Triple-negative breast cancer (TNBC), which lacks the expression of oestrogen, progesterone and HER2 receptors, is a high heterogeneous group of tumours with a distinctly aggressive nature and high rates of relapse. Only two targeted therapies have very recently been approved for some women with TNBC thus the identification of further actionable molecular targets is urgently needed. Novel aptamer-based targeted therapies may overcome obstacles of cytotoxic chemotherapy, the mainstay for TNBC treatment.

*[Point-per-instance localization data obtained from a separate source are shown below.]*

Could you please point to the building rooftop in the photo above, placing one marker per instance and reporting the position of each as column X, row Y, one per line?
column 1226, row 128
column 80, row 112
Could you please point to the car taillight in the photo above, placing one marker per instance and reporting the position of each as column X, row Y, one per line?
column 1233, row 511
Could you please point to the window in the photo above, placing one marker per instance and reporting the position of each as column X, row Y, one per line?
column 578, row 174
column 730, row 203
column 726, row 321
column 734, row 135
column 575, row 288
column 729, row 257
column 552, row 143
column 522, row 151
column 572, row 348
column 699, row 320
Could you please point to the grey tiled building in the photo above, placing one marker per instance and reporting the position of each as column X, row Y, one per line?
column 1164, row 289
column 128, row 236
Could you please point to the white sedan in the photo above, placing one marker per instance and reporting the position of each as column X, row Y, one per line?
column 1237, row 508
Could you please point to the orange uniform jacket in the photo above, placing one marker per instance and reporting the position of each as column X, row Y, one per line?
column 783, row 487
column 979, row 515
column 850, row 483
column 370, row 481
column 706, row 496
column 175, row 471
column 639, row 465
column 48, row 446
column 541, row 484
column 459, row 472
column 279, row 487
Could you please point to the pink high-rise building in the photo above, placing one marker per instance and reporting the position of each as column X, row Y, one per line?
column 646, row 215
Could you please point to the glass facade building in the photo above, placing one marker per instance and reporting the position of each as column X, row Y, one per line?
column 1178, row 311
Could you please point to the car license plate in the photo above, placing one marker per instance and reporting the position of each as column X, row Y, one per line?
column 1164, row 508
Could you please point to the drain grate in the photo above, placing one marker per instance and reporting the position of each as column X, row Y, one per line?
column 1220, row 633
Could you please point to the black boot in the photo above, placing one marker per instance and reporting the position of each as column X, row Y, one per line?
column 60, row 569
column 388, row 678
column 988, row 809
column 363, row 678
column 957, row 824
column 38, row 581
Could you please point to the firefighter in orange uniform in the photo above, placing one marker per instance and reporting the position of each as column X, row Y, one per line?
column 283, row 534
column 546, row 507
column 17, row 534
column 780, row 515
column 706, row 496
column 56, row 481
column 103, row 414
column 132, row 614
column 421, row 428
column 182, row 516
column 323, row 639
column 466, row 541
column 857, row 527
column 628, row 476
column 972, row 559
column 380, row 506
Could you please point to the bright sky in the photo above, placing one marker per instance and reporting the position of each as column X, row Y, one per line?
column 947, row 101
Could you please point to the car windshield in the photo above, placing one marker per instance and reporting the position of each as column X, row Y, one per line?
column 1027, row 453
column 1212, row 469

Here, by integrating a cell-SELEX (Systematic Evolution of Ligands by EXponential enrichment) method for the specific recognition of TNBC cells with high-throughput sequencing technology, we identified a panel of nuclease-resistant RNA aptamers that bind to human TNBC cell lines, covering different TNBC subtypes, and distinguish them from both normal cells and non-TNBC breast cancer cells. Noteworthy, the aptamers bind to chemo-resistant TNBC cells and differentiate TNBC human samples when used for staining histological tissue sections. Also, they inhibit the mammosphere-forming ability of mesenchymal TNBC cell lines, indicating that their targets are crucial biomarkers for the malignant phenotype. In summary, we report a cell-based selection that enabled, for the first time, the identification of TNBC-specific aptamers and provide innovative data to support their development for assessing the phenotypic diversity underlying tumour progression and response to therapy, which ultimately might improve drug development.